Apesar do cenário cheio de obstáculos, os resultados do Grupo Volkswagen em 2024, divulgados hoje, não indicam um quadro alarmante. É verdade que ficaram abaixo dos números de 2023, mas a liderança do conglomerado sustenta que as medidas estruturais adotadas no ano passado devem reforçar a solidez do grupo para atravessar os próximos anos.
Desafios e decisões estratégicas do Grupo Volkswagen em 2024
Em 2024, os desafios vieram de várias frentes. Na China - um mercado em que o grupo tem forte exposição - houve recuo nas vendas e perda de participação.
Na Europa, a retração do mercado de veículos elétricos (no geral) também pesou. Com isso, o grupo chegou a correr o risco de arcar com 1,5 bilhão de euros em multas por não cumprir as metas de emissões da União Europeia para 2025 - um desfecho que, neste momento, parece menos provável por causa do Plano de Ação da Comissão Europeia.
Ao mesmo tempo, aumentaram as tensões comerciais (principalmente tarifas) e as pressões geopolíticas ao longo do último ano. Os próprios executivos do grupo reconhecem que ainda não conseguem indicar, com objetividade, qual será o impacto real dessas variáveis ao longo deste ano.
Em um registro mais otimista, o diretor-executivo Oliver Blume destacou a parceria com a Rivian, a reestruturação da CARIAD (a divisão de software que vem trazendo dificuldades ao grupo) e as colaborações já estabelecidas anteriormente com a XPeng e a SAIC.
Blume também avaliou de forma positiva o acordo firmado com os sindicatos alemães no processo de reestruturação da Volkswagen, apesar da grande repercussão que o tema gerou no fim do ano passado.
Ajustes na estratégia de eletrificação e motores a combustão
Vale lembrar que o pacote negociado inclui o fechamento de fábricas na Alemanha - algo inédito na história da montadora - e a eliminação gradual de 35 mil postos de trabalho. Mesmo sendo escolhas duras, elas são tratadas como essenciais para aumentar a robustez do grupo nos próximos anos.
Também entraram na lista as mudanças de rumo nas estratégias de eletrificação total (ou quase total) de diferentes marcas do conglomerado, além do reinvestimento em modelos a combustão - com destaque para a Porsche. A leitura interna é que esses ajustes são decisivos para manter flexibilidade e responder às exigências específicas de cada região do mundo.
Todas essas frentes acabaram se refletindo nos números e, ao fechar as contas, o desempenho ficou abaixo do registrado em 2023.
Os números
O Grupo Volkswagen encerrou 2024 com nove milhões de unidades vendidas, queda de 3,5% em relação a 2023 (9,3 milhões de unidades). Ainda assim, o resultado mantém o Grupo Volkswagen como o segundo maior do mundo, atrás da Toyota.

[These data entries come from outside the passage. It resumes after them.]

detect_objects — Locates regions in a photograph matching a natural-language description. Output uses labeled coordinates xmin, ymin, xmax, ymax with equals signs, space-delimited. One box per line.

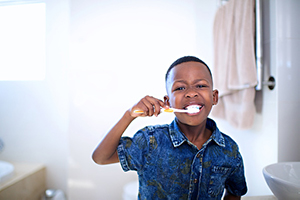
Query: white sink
xmin=263 ymin=162 xmax=300 ymax=200
xmin=0 ymin=160 xmax=15 ymax=183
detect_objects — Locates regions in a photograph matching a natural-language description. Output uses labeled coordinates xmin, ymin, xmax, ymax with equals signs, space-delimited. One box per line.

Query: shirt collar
xmin=169 ymin=118 xmax=225 ymax=147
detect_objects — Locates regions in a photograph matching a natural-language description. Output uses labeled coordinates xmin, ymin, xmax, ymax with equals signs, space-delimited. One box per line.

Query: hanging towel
xmin=212 ymin=0 xmax=257 ymax=129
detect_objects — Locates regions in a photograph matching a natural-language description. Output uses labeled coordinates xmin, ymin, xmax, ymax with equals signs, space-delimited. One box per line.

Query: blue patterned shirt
xmin=118 ymin=119 xmax=247 ymax=200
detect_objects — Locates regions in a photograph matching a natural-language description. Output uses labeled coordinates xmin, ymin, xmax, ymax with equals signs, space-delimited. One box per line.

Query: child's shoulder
xmin=220 ymin=132 xmax=239 ymax=151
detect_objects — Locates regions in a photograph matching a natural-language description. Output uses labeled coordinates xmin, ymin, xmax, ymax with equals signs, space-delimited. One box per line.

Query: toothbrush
xmin=134 ymin=105 xmax=201 ymax=114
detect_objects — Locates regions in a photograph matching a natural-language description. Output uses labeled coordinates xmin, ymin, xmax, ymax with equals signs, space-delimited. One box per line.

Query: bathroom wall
xmin=0 ymin=0 xmax=299 ymax=200
xmin=273 ymin=0 xmax=300 ymax=162
xmin=0 ymin=0 xmax=69 ymax=191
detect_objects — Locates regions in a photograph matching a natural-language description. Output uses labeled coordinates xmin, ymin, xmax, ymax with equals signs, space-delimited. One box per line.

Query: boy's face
xmin=164 ymin=61 xmax=218 ymax=126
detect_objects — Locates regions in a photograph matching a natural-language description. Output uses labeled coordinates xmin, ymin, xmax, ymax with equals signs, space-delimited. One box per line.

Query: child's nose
xmin=186 ymin=88 xmax=198 ymax=98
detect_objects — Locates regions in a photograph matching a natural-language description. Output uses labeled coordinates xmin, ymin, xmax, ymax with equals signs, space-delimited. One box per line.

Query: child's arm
xmin=92 ymin=96 xmax=167 ymax=165
xmin=224 ymin=191 xmax=241 ymax=200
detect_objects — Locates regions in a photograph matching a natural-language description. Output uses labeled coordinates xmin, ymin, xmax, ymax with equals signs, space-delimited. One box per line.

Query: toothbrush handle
xmin=133 ymin=108 xmax=188 ymax=114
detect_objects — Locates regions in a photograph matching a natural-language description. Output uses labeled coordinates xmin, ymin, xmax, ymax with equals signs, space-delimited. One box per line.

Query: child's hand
xmin=129 ymin=96 xmax=169 ymax=117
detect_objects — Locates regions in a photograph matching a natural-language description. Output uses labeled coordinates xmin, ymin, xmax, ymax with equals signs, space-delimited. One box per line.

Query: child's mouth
xmin=184 ymin=104 xmax=203 ymax=115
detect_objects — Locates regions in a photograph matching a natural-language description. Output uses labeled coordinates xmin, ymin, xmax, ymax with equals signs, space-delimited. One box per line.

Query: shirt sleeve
xmin=225 ymin=153 xmax=247 ymax=196
xmin=117 ymin=129 xmax=149 ymax=171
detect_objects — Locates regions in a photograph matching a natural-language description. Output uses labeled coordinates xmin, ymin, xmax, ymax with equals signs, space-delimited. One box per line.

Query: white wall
xmin=0 ymin=0 xmax=299 ymax=200
xmin=0 ymin=0 xmax=69 ymax=191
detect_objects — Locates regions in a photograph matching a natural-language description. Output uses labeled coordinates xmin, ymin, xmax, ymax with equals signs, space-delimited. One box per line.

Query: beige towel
xmin=212 ymin=0 xmax=257 ymax=129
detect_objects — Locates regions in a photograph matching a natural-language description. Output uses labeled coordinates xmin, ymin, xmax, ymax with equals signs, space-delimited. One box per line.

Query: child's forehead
xmin=170 ymin=61 xmax=210 ymax=79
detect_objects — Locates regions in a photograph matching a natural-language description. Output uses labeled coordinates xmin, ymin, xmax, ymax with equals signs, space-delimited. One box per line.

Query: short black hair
xmin=165 ymin=56 xmax=212 ymax=82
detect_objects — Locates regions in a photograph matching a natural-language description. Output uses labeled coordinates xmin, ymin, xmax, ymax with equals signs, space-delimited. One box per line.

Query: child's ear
xmin=164 ymin=95 xmax=170 ymax=107
xmin=213 ymin=90 xmax=219 ymax=105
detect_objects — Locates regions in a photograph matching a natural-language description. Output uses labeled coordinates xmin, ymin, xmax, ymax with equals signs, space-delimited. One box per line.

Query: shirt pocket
xmin=208 ymin=166 xmax=231 ymax=197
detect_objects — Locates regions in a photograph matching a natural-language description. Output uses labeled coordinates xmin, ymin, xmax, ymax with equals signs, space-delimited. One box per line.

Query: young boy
xmin=93 ymin=56 xmax=247 ymax=200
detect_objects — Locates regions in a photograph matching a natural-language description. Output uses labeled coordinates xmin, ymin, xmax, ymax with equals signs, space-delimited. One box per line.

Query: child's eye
xmin=196 ymin=85 xmax=207 ymax=88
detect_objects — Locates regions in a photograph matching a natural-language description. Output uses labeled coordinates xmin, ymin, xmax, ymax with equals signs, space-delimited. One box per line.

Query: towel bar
xmin=255 ymin=0 xmax=275 ymax=91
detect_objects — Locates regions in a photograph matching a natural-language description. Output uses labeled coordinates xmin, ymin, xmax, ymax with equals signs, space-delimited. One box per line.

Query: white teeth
xmin=186 ymin=105 xmax=202 ymax=113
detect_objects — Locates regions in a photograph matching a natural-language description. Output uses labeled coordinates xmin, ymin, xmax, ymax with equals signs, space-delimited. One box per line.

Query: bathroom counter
xmin=0 ymin=162 xmax=46 ymax=200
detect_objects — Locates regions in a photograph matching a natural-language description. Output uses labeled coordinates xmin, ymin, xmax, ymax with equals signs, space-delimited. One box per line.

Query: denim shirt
xmin=117 ymin=119 xmax=247 ymax=200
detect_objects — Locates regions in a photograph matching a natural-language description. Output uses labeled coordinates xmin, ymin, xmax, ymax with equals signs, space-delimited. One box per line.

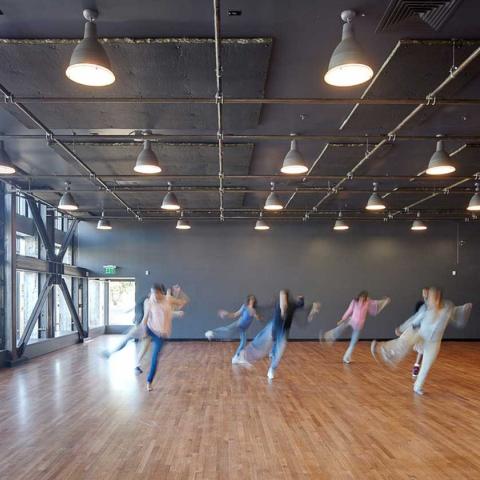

Mesmo com a baixa nas vendas, a receita avançou 0,7%, saindo de 322,2 bilhões de euros em 2023 para 324,6 bilhões de euros em 2024. Porém, as despesas cresceram mais do que a receita, o que derrubou o lucro em 15,4%, para 19,06 bilhões de euros (22,5 bilhões de euros em 2023).
Com isso, a margem de rentabilidade recuou de 7,0% em 2023 para 5,9% em 2024.
Quais as previsões do Grupo Volkswagen para 2025?
Para 2025, a perspectiva do Grupo Volkswagen é de um ano que não deve se distanciar muito do que foi 2024. O horizonte continua marcado por desafios e incertezas.
Entre as prioridades, está a necessidade de elevar a participação dos elétricos nas vendas - e ampliar a capacidade de produção de baterias -, ao mesmo tempo em que segue no radar a ameaça de aumento de custos para cumprir as metas de CO2.
Na América do Norte, o lançamento da nova marca Scout deve pressionar os custos de 2025. Ainda assim, é na China que o grupo espera que as dificuldades continuem: a previsão é de nova queda em vendas e participação de mercado ao longo de 2025. A retomada, já considerando a estreia da nova geração de modelos desenvolvidos em parceria com XPeng e SAIC, é esperada apenas em 2026-27.
Pelo lado positivo, o Grupo Volkswagen planeja apresentar 30 novos modelos em 2025, distribuídos por todas as suas marcas. Blume, porém, chama atenção para a nova geração de elétricos mais acessíveis (com preços na casa de 25 mil euros), cujo efeito mais concreto só deve aparecer em 2026.
Em termos financeiros, o grupo alemão projeta crescimento de receita, mas com margem de rentabilidade em linha com a deste ano: entre 5,5% e 6,5%.
Ainda assim, as projeções divulgadas pelo Grupo Volkswagen não incorporam eventuais restrições decorrentes de possíveis tarifas comerciais, sobretudo nos EUA, nem outras pressões geopolíticas.